Oireachtas Joint and Select Committees

Tuesday, 8 December 2020

Joint Oireachtas Committee on Children and Youth Affairs

Children's Unmet Needs: Discussion

Mr. Mark Smyth:

The Deputy raised a number of important points, particularly concerning our speech and language therapy colleagues who, as much as any profession, have been to the fore in contact tracing and the Covid response. Speech and language services were already threadbare but they have been decimated by that. There has been a very slow response, having spoken to the members of various bodies, in terms of redeploying people back to the services.

As the Deputy mentioned, there was a waiting list of four years. Referrals did not stop because people were redeployed to tackle Covid and kept coming. Therapists returned to provide services with lengthier waiting lists than before the pandemic but that is if people are redeployed back to services. This morning when I spoke to colleagues I found out that psychologists, occupational therapists, and speech and language therapists were redeployed to the AON unit to clear backlogs. They, therefore, went from Covid testing and swabbing to clearing the backlog of legacy assessments. They were moved from their disability and primary care teams but sent to do PTA assessments to conclude that the child needed further assessment. Then they have to return to the services they came from, which have lengthier waiting lists, because they could not do the assessments that were required under the new PTA model.
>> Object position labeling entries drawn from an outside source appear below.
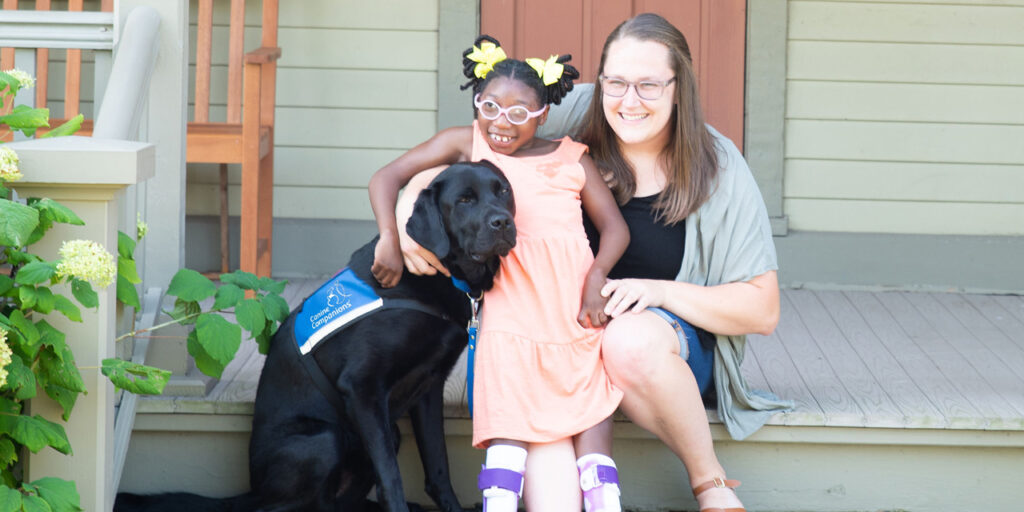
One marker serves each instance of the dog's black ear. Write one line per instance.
(426, 225)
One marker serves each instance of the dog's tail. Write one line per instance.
(178, 502)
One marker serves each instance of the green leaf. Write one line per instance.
(26, 118)
(268, 285)
(126, 246)
(35, 504)
(245, 281)
(227, 296)
(35, 432)
(133, 378)
(60, 495)
(44, 299)
(55, 211)
(68, 128)
(20, 379)
(28, 297)
(8, 456)
(16, 223)
(250, 315)
(83, 292)
(66, 306)
(66, 397)
(56, 367)
(36, 272)
(26, 338)
(126, 267)
(10, 500)
(127, 293)
(274, 307)
(192, 286)
(216, 341)
(263, 341)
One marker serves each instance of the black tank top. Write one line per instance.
(655, 250)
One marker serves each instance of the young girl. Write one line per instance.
(539, 376)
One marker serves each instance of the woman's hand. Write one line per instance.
(592, 310)
(632, 295)
(387, 261)
(419, 260)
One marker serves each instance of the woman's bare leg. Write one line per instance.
(641, 355)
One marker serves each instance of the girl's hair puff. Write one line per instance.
(519, 70)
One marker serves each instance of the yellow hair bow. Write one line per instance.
(549, 71)
(486, 56)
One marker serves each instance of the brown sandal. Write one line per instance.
(718, 482)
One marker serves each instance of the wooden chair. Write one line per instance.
(245, 137)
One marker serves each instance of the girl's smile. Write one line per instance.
(505, 137)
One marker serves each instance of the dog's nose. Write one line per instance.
(501, 222)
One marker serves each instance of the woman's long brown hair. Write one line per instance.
(689, 157)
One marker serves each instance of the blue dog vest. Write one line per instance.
(342, 300)
(339, 301)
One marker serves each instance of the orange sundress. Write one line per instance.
(539, 376)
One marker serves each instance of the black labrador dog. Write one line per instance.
(323, 450)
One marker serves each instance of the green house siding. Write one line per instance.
(904, 118)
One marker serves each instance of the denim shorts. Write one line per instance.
(700, 358)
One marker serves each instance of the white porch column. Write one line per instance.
(84, 174)
(162, 200)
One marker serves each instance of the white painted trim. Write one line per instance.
(30, 29)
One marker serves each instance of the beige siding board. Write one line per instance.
(942, 64)
(353, 128)
(340, 88)
(903, 180)
(922, 330)
(905, 141)
(892, 22)
(886, 336)
(912, 102)
(289, 202)
(870, 395)
(905, 217)
(401, 14)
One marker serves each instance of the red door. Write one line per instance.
(715, 30)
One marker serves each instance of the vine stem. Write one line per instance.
(154, 328)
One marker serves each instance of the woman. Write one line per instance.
(700, 258)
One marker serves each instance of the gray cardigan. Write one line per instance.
(728, 240)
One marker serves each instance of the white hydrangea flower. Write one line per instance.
(87, 260)
(25, 80)
(140, 226)
(5, 354)
(9, 170)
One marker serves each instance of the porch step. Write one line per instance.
(905, 401)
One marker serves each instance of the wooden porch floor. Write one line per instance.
(847, 358)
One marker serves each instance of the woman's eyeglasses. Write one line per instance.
(516, 114)
(646, 89)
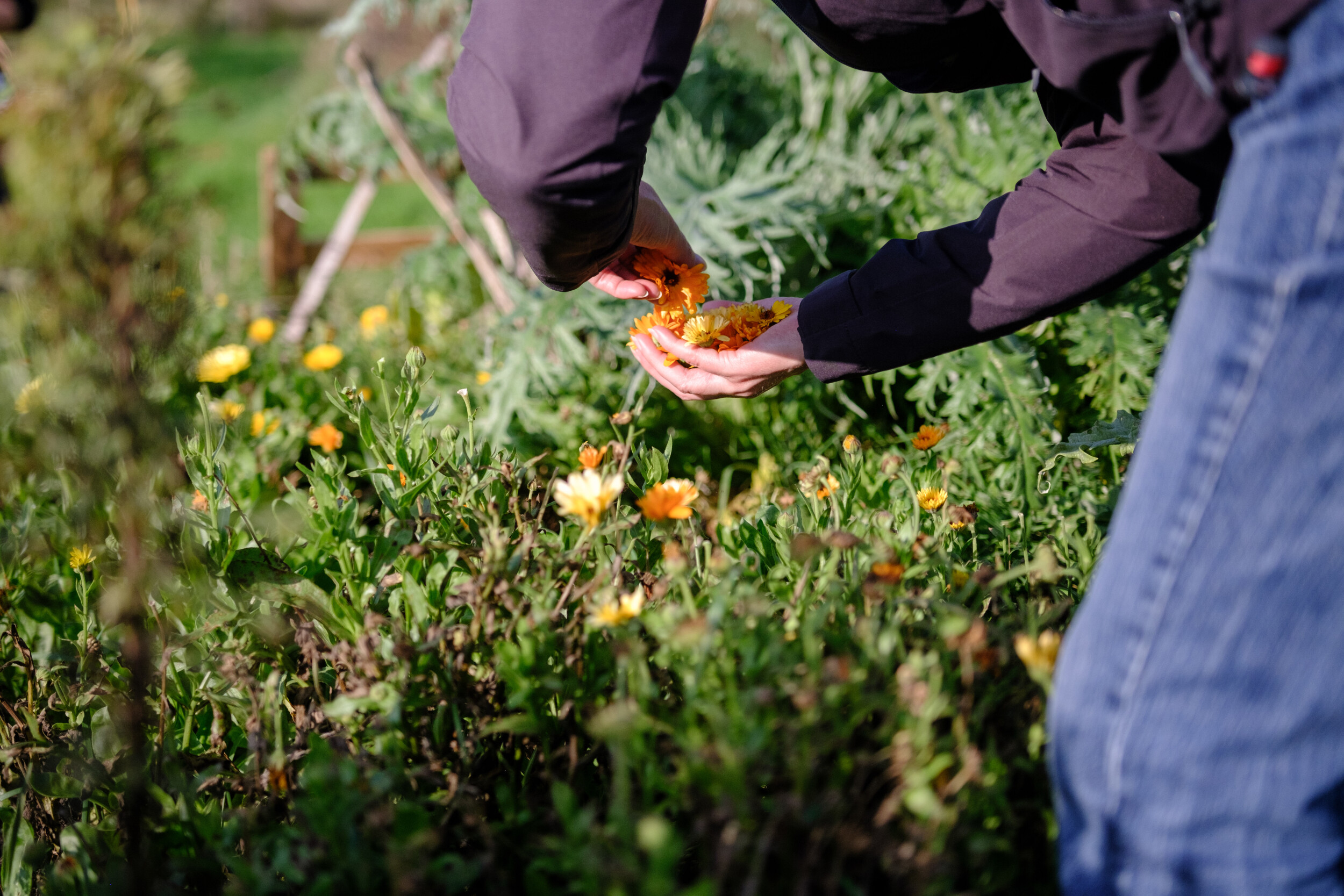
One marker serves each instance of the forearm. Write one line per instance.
(1103, 211)
(553, 104)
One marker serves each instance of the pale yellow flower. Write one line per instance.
(670, 500)
(218, 364)
(1039, 655)
(371, 319)
(613, 613)
(323, 358)
(28, 397)
(326, 437)
(80, 556)
(932, 499)
(261, 329)
(587, 494)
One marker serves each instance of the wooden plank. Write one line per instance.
(380, 248)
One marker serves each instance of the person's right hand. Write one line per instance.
(654, 229)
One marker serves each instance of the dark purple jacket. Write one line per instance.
(553, 104)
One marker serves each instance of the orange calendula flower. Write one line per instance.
(218, 364)
(261, 329)
(326, 437)
(678, 284)
(371, 319)
(590, 458)
(614, 613)
(80, 558)
(932, 499)
(670, 500)
(1038, 655)
(889, 572)
(323, 358)
(928, 437)
(831, 485)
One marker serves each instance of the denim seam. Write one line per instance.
(1264, 336)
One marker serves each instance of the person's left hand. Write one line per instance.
(759, 366)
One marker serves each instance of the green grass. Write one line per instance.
(246, 92)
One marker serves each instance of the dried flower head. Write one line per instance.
(371, 319)
(218, 364)
(932, 499)
(587, 494)
(928, 437)
(80, 556)
(323, 358)
(261, 329)
(670, 500)
(326, 437)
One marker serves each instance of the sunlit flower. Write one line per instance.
(932, 499)
(678, 284)
(587, 494)
(670, 500)
(590, 458)
(613, 613)
(831, 485)
(928, 437)
(371, 319)
(323, 358)
(229, 412)
(28, 397)
(1039, 655)
(889, 572)
(261, 329)
(326, 437)
(218, 364)
(80, 556)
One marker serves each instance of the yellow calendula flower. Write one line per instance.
(928, 437)
(218, 364)
(590, 458)
(323, 358)
(373, 319)
(28, 397)
(587, 494)
(80, 558)
(621, 610)
(326, 437)
(261, 329)
(670, 500)
(932, 499)
(229, 412)
(1038, 655)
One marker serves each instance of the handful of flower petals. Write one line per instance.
(678, 308)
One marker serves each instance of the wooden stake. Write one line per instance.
(431, 186)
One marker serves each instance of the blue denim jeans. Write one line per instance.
(1198, 719)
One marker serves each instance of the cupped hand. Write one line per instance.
(654, 229)
(759, 366)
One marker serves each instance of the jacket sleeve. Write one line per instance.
(1103, 211)
(553, 103)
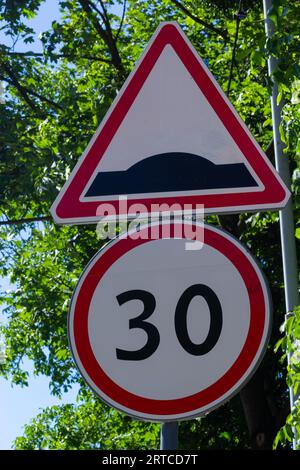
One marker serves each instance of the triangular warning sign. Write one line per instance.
(171, 136)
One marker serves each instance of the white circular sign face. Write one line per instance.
(163, 333)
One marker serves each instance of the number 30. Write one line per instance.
(180, 320)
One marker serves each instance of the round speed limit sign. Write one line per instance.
(165, 333)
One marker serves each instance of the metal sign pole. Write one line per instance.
(169, 436)
(287, 229)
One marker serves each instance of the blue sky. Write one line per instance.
(18, 405)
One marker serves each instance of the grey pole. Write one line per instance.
(287, 229)
(169, 436)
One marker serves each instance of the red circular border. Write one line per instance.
(204, 397)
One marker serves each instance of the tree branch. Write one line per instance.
(105, 34)
(14, 82)
(221, 32)
(122, 20)
(25, 92)
(59, 56)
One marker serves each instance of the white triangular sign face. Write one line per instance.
(171, 136)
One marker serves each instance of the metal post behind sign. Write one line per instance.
(169, 436)
(287, 230)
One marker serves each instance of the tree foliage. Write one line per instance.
(53, 103)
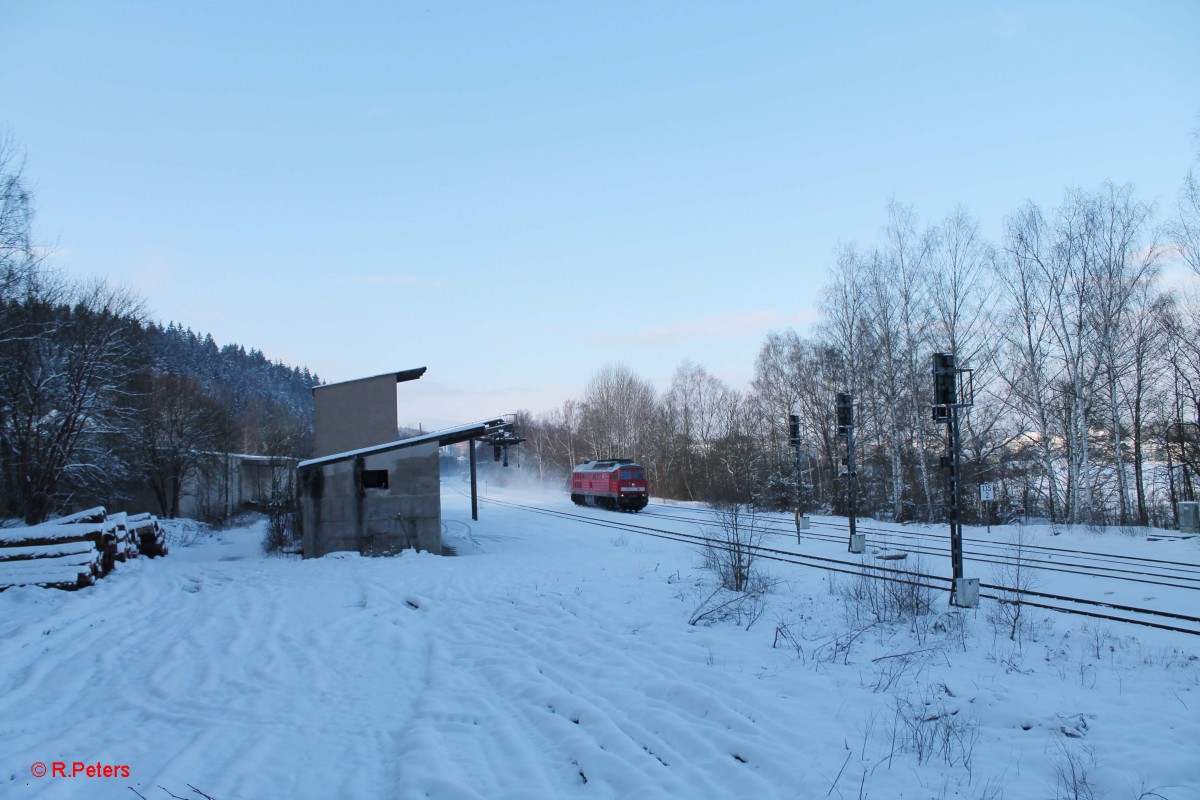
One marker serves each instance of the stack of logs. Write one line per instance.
(75, 552)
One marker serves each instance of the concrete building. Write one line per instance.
(367, 491)
(383, 499)
(358, 413)
(226, 483)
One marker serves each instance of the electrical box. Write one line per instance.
(1189, 517)
(966, 593)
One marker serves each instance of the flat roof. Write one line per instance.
(401, 377)
(444, 437)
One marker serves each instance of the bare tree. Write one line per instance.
(617, 408)
(180, 429)
(65, 385)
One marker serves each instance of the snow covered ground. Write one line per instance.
(553, 659)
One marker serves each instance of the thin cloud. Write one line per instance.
(403, 281)
(742, 324)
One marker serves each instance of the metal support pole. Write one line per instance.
(474, 483)
(853, 488)
(955, 523)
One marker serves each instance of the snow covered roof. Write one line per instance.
(444, 437)
(401, 377)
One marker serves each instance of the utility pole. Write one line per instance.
(474, 483)
(846, 428)
(964, 591)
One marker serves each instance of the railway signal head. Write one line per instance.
(945, 390)
(845, 413)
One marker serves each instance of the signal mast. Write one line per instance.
(947, 383)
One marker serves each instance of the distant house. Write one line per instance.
(226, 483)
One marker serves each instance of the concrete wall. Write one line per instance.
(341, 515)
(229, 482)
(354, 414)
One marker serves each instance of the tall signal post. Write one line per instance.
(793, 429)
(846, 428)
(947, 402)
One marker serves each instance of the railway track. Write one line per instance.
(1035, 557)
(1159, 619)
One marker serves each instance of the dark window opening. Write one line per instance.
(375, 479)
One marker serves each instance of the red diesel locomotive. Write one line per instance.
(616, 483)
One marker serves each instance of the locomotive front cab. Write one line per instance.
(633, 493)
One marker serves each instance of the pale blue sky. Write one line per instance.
(515, 194)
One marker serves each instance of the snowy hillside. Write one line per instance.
(555, 659)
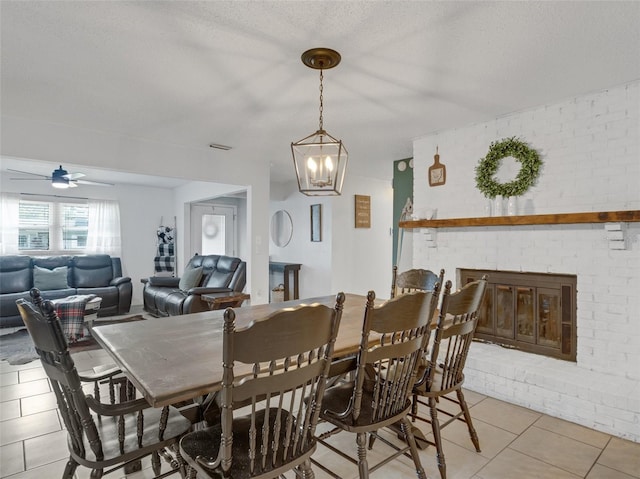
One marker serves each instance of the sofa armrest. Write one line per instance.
(167, 281)
(119, 281)
(200, 290)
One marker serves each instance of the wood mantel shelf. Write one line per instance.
(551, 219)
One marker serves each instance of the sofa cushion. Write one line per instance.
(15, 274)
(92, 271)
(222, 275)
(47, 279)
(190, 278)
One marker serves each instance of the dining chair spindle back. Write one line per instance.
(414, 280)
(444, 372)
(101, 436)
(394, 336)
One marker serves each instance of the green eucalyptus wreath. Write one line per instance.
(489, 165)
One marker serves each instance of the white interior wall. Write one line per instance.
(590, 146)
(361, 257)
(348, 259)
(315, 257)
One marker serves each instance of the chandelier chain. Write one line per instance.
(321, 106)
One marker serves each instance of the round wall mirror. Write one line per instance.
(281, 228)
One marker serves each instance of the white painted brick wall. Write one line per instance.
(590, 147)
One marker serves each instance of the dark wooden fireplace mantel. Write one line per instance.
(549, 219)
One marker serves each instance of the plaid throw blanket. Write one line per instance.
(70, 311)
(165, 264)
(166, 249)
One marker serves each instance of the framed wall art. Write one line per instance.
(316, 222)
(362, 211)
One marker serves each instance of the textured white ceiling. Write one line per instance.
(192, 73)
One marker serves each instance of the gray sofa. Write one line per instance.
(98, 274)
(163, 296)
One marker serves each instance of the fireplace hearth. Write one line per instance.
(533, 312)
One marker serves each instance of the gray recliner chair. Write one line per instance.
(163, 296)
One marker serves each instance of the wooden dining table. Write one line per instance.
(178, 358)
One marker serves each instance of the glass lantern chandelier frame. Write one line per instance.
(320, 159)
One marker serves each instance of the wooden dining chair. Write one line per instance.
(414, 280)
(275, 372)
(443, 374)
(394, 336)
(102, 436)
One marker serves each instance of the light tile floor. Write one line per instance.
(516, 442)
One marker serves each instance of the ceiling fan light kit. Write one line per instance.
(320, 159)
(60, 179)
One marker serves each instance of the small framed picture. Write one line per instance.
(362, 211)
(316, 222)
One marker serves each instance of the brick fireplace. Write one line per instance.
(590, 147)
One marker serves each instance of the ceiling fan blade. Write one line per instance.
(44, 177)
(31, 179)
(74, 176)
(92, 183)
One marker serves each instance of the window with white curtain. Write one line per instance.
(52, 227)
(59, 227)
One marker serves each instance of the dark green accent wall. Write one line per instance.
(402, 189)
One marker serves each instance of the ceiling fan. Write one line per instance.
(60, 178)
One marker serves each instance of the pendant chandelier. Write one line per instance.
(320, 159)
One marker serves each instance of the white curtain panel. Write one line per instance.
(9, 212)
(103, 236)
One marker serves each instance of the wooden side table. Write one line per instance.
(224, 300)
(288, 269)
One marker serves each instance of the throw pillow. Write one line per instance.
(190, 279)
(47, 279)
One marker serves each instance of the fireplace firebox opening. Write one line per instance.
(533, 312)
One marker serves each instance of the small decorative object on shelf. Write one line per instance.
(437, 171)
(487, 208)
(490, 164)
(498, 204)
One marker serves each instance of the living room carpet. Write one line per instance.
(17, 348)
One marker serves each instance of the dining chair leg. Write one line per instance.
(155, 462)
(191, 473)
(435, 426)
(69, 469)
(407, 430)
(363, 465)
(305, 470)
(467, 418)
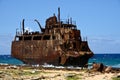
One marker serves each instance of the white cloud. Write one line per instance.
(104, 44)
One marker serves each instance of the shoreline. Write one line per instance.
(14, 72)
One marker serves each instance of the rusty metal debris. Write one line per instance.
(58, 43)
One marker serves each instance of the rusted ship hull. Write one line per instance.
(59, 43)
(36, 52)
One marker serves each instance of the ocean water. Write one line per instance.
(107, 59)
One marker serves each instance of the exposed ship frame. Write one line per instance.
(59, 43)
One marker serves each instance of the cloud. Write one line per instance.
(102, 44)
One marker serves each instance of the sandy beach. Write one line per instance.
(12, 72)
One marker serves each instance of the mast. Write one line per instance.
(23, 26)
(58, 14)
(59, 17)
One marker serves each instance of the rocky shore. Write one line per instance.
(13, 72)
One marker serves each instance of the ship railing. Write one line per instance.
(67, 21)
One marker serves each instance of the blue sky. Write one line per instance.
(98, 20)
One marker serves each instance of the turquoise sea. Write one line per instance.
(107, 59)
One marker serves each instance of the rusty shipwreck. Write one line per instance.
(58, 43)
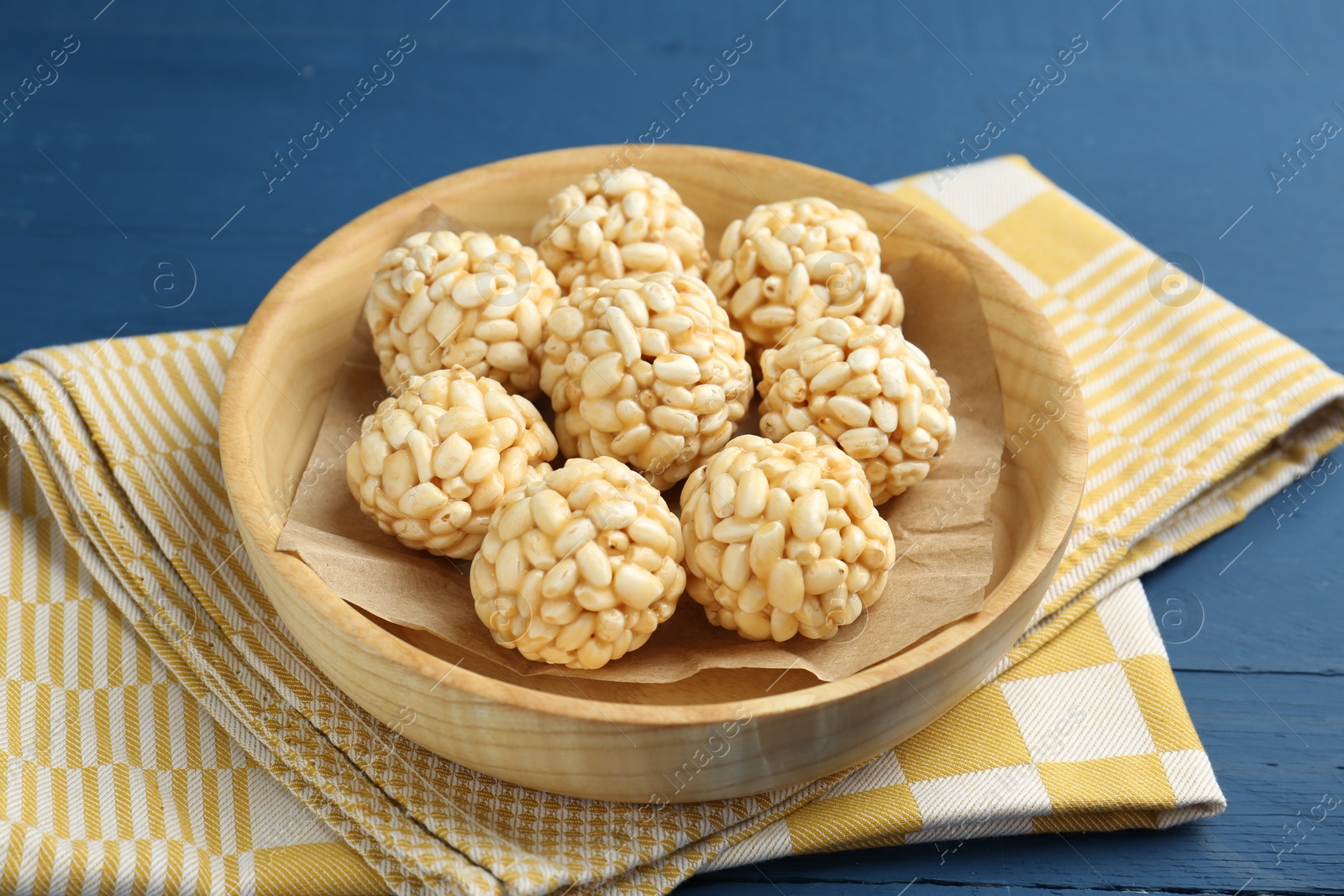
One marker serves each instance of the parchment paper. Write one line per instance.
(942, 528)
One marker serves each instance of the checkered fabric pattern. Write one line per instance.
(163, 732)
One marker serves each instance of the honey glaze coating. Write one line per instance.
(647, 371)
(432, 464)
(866, 389)
(580, 566)
(783, 539)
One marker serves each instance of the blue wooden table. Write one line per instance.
(140, 191)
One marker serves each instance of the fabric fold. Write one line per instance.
(174, 735)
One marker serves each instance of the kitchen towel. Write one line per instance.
(163, 731)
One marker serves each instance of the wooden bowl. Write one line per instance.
(611, 741)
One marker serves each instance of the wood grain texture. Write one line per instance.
(609, 743)
(1166, 125)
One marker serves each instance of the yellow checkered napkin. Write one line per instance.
(163, 731)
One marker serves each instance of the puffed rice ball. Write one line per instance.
(580, 566)
(433, 463)
(864, 387)
(783, 539)
(441, 298)
(616, 222)
(647, 371)
(790, 262)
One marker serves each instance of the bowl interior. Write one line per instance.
(1032, 510)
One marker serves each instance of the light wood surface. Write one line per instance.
(638, 741)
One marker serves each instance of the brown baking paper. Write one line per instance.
(942, 528)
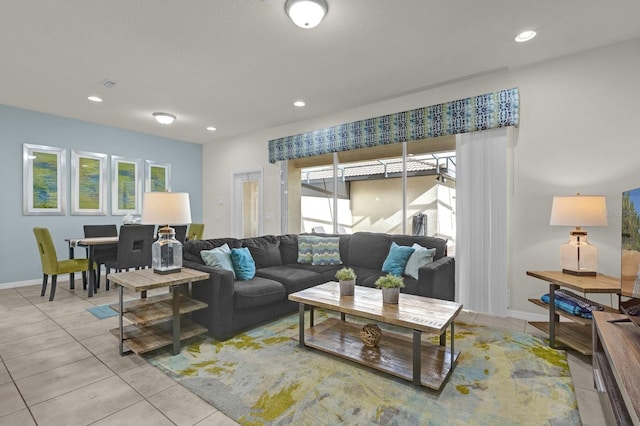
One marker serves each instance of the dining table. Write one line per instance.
(90, 244)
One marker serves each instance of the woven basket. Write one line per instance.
(371, 335)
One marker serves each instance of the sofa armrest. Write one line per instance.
(438, 279)
(217, 292)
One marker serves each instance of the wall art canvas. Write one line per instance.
(126, 186)
(88, 183)
(158, 177)
(43, 183)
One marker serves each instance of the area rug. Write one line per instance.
(102, 312)
(263, 377)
We need a commitment that the clinicians will be put back on the front line to do their jobs and to provide them with additional staff to support them. If we do not provide additional staff on the ground to meet this need, we will no longer have a disability service because staff will burn out and leave. We will be unable to convince them to work in the disability services in the first place. We need to address this now to address the legacy issue. Last week, the ombudsman captured the scenario well when he said: "In this scenario we are not robbing Peter to pay Paul, we are just robbing Peter." We wholly concur with his conclusion.